Sample shooting test

Here is a sample of a shooting test called the Meyer 20 x1. The athlete starts next to the shooting mat with rifle on his back. The clock starts and he gets into prone, fires one shot and gets back on his feet with the rifle back on his back. This is repeated a total of 10 times in prone and then continuing 10 times in standing. In this example it took Cam 6:21 and with the 15 sec penalty for the prone miss he was at 6:36.

Only biathlon hits are credited. Biathlon misses are a 15 sec penalty–he had one in prone [a shot breaking the line counts up]–so after penalties he is up to 6:36.

Then each point from the ringed targets = one second bonus. He had 79 points in prone and 69 in standing or a total of 148 or 2:28 subtracted for a final score of 4:08. [His PR score is 3:42.]

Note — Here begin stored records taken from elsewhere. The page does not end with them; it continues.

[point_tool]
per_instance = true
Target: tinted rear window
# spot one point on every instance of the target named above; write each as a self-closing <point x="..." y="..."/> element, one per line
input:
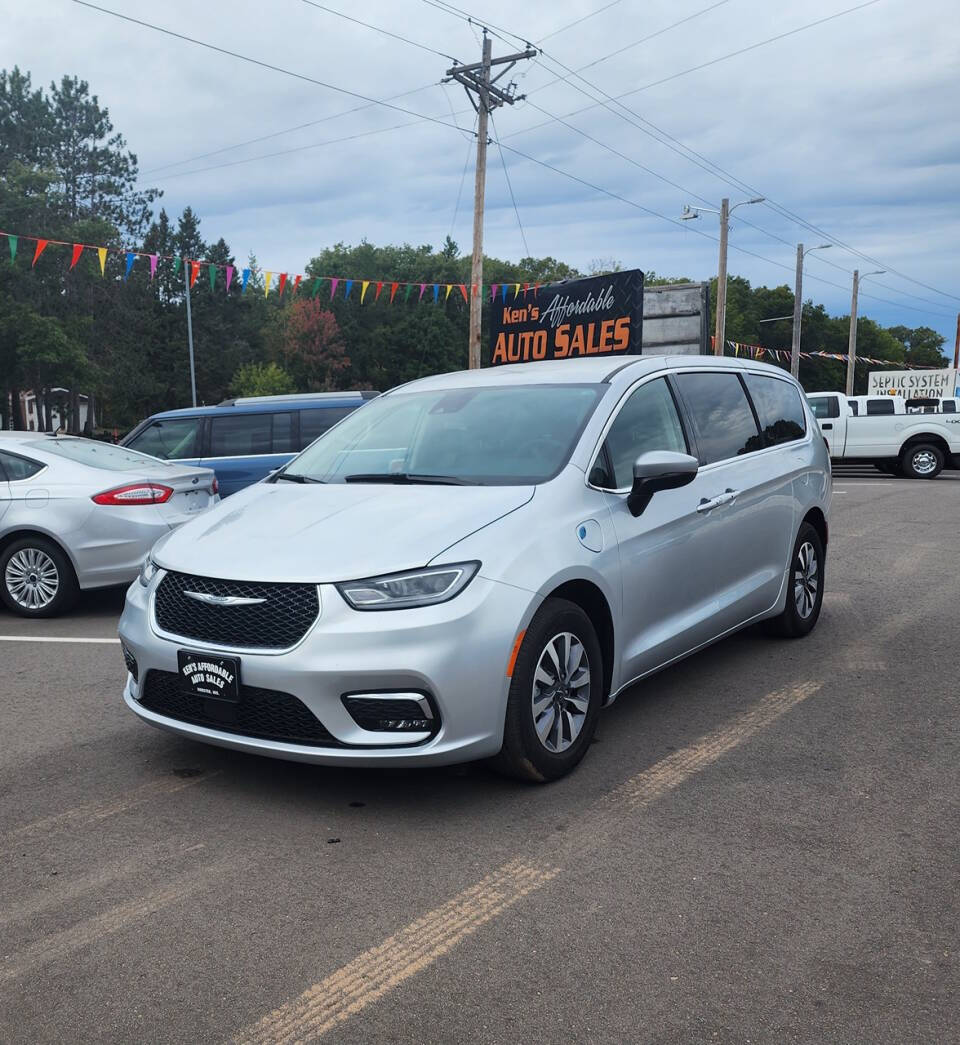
<point x="722" y="417"/>
<point x="778" y="407"/>
<point x="314" y="422"/>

This test requires the athlete to build his position very quickly and shoot fast, but the penalty for misses is high and it encourages shooting tighter groups than just hitting the biathlon target, both of which tend to reward more care for each shot. Working against the athlete is the previous training load and the fatigue of getting up and down 10 times for prone plus even the small effort to get into the standing position quickly 10 times after the prone.

The same dichotomy that exists during the shooting in a race.

Other tests are slow fire with no timing, just for accuracy, 5 shots at a time on metal timed, a combined series of accuracy, speed and position building called the French Test, and shooting at different heart rates to determine optimum approach speed/aerobic load. And of course combos or combination training which is as close to racing as you can get but doing it in intervals so you can continue longer.

Shooting is a fascinating game, and when combined with hard skiing–it is a real challenge!!